[ARC5] zero
Bruce Long
coolbrucelong at yahoo.com
Fri Aug 17 14:03:54 EDT 2012
Francesco
When the Huawei incident that I described happen we immediately contacted Cisco for advice as Cisco was a customer and as it was the right thing to do. They told us to ignore it and go ahead and bid if we liked. This was when China was starting its massive build up of internet infrastructure. I suspected they felt having some of that business was better than having none of the business- a likely result if they attempted to do something about the theft of their IP where the IP rights of Cisco would be measured against the claims of a Chinese government owned company in a Chinese government appointed court of IP law.
They might have been archiving these thefts for the day Hauwei attempted to sell these " ahm' derivative products in the west where they could exert their IP rights to a government other than that which owned Hauwei
My congratulations to you for remembering how to spell Hauwei- a task i can never seem to do myself....bruce
________________________________
From: Francesco Ledda <frledda at att.net>
To: Bruce Long <coolbrucelong at yahoo.com>
Cc: "kgordon2006 at frontier.com" <kgordon2006 at frontier.com>; "Arc5 at mailman.qth.net" <Arc5 at mailman.qth.net>
Sent: Friday, August 17, 2012 10:34 AM
Subject: Re: [ARC5] zero
Huawei was banned from selling routers in the US after losing a lawsuit with Cisco for IP infringement.
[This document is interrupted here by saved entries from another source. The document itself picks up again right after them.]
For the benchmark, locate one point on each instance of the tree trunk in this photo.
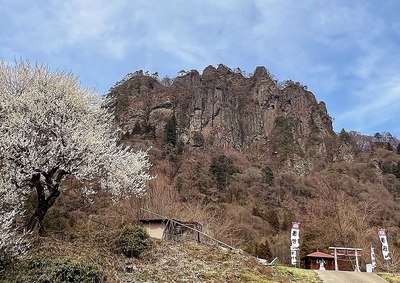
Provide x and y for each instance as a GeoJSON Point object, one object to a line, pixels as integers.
{"type": "Point", "coordinates": [44, 203]}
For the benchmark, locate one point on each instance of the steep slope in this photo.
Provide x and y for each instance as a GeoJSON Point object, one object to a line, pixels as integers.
{"type": "Point", "coordinates": [245, 156]}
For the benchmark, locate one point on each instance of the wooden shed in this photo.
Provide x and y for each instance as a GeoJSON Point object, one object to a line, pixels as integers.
{"type": "Point", "coordinates": [171, 228]}
{"type": "Point", "coordinates": [319, 260]}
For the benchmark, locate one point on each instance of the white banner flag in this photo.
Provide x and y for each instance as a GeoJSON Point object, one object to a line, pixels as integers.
{"type": "Point", "coordinates": [385, 245]}
{"type": "Point", "coordinates": [293, 256]}
{"type": "Point", "coordinates": [373, 261]}
{"type": "Point", "coordinates": [295, 236]}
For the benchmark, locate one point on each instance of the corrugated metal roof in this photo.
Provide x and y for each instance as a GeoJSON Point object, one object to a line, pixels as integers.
{"type": "Point", "coordinates": [320, 255]}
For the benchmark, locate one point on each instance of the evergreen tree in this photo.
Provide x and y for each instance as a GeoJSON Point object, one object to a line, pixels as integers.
{"type": "Point", "coordinates": [222, 170]}
{"type": "Point", "coordinates": [268, 175]}
{"type": "Point", "coordinates": [170, 131]}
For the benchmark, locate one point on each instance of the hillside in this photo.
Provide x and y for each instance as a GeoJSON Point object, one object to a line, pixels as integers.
{"type": "Point", "coordinates": [245, 156]}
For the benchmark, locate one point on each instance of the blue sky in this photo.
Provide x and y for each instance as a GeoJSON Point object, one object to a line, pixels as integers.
{"type": "Point", "coordinates": [346, 52]}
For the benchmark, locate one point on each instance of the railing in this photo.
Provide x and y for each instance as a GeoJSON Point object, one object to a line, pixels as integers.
{"type": "Point", "coordinates": [191, 228]}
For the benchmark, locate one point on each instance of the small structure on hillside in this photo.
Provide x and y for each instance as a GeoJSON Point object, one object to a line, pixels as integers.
{"type": "Point", "coordinates": [349, 255]}
{"type": "Point", "coordinates": [319, 260]}
{"type": "Point", "coordinates": [173, 229]}
{"type": "Point", "coordinates": [170, 229]}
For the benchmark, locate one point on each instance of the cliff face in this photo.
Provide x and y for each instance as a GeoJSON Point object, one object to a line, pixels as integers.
{"type": "Point", "coordinates": [223, 108]}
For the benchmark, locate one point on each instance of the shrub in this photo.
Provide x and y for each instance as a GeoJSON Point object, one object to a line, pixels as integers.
{"type": "Point", "coordinates": [133, 240]}
{"type": "Point", "coordinates": [62, 270]}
I worked for Northern Telecom and Huawei had two products the 1600 and 3500 that looked like carbon copies of the LH1600 and OM3500. I have never understood why legal actions were never taken.
Sent from my iPad
On Aug 17, 2012, at 9:25 AM, Bruce Long <coolbrucelong at yahoo.com> wrote:
> sakae engine copy of Pratt Whitney
>
> Does not surprise me. I had read about a US designed and manufactured late 1920's perhaps 1930s locomotive steam engine that was
> purchased by the Japanese and then copied. There was some sort of design flaw or manufacturing flaw that required the boiler on that particular engine to be cut lengthwise in half, the flaw repaired and the boiler welded back together. The Japanese copy faithfully copied that cut and weld. I believe I read of a japanese copy of the venerable National HRO5 receiver as well with similar "attention to detail".
>
> With respect to the Zero I see and hear flying here in central Pennsylvania it might well have a Pratt-Whitney engine in it for all I know.
>
> There is also a Mitchel B25 bomber flying in the mid-state area and it also makes the forth of july flyby. This has a distinctive sound as well-- a drop what you are doing and pick up the kids and run to the back yard to see what is going on- distinctive sound. But somehow to my ear that sound lacks the threating snarl that I associate with the mid-state zero.
>
>
> While we are talking about technology copies about 15 years ago at the bringing of the internet boom I was designing precision quartz crystal oscillators. A large portion of the oscillators went into Cisco routers.
>
> One day we received a request for quote for an absolutely huge quantity of precision oscillators from Wai-Wa the multi-billion dollar electronics company "owned" by the government of the Peoples Republic of China. The mechanical drawing of the oscillator design we where supposed to bid on was a poor photocopy apparently of a fax of a Cisco internal drawing with the Cisco sign off table at the bottom right side of the drawing and the bold letter marking "Cisco Propitiatory" still intact. They had not even bothered to white that stuff out.
>
> At present I am working at a small technology start up. Our office computer system is reguarly snooped from a small number of IP address we have been able to trace back to Bejing and we have had PR Chinese Nationals, mostly students at the local business school contact us on various premises to arrange a visit.
>
>
>
>
> ________________________________
> From: Kenneth G. Gordon <kgordon2006 at frontier.com>
> To: Bruce Long <coolbrucelong at yahoo.com>
> Cc: Arc5 at mailman.qth.net
> Sent: Friday, August 17, 2012 8:35 AM
> Subject: Re: [ARC5] zero
>
> On 16 Aug 2012 at 7:27, Bruce Long wrote:
>
>> The sound of the engine is
>> both unique and manificent but I must admit every time I hear it- even
>> before I knew there was a Zero in the region- it sends a tremor of
>> fear up my spine. It just sounds dangerous and threatening. Maybe I
>> watched too many WW2 propaganda films as a boy.
>
> Hee hee! Possibly, that last is correct. :-)
>
> However, the Zero's original engine, the Sakae 12, 14 cylinder two-row
> radial, was an almost exact copy of the very similar Pratt and Whitney
> engine of the same design. Recently, on a Zero that was being restored,
> there was discovered the exact same plaque that P&W put on each of their
> engines, "Performance with Reliability" in English!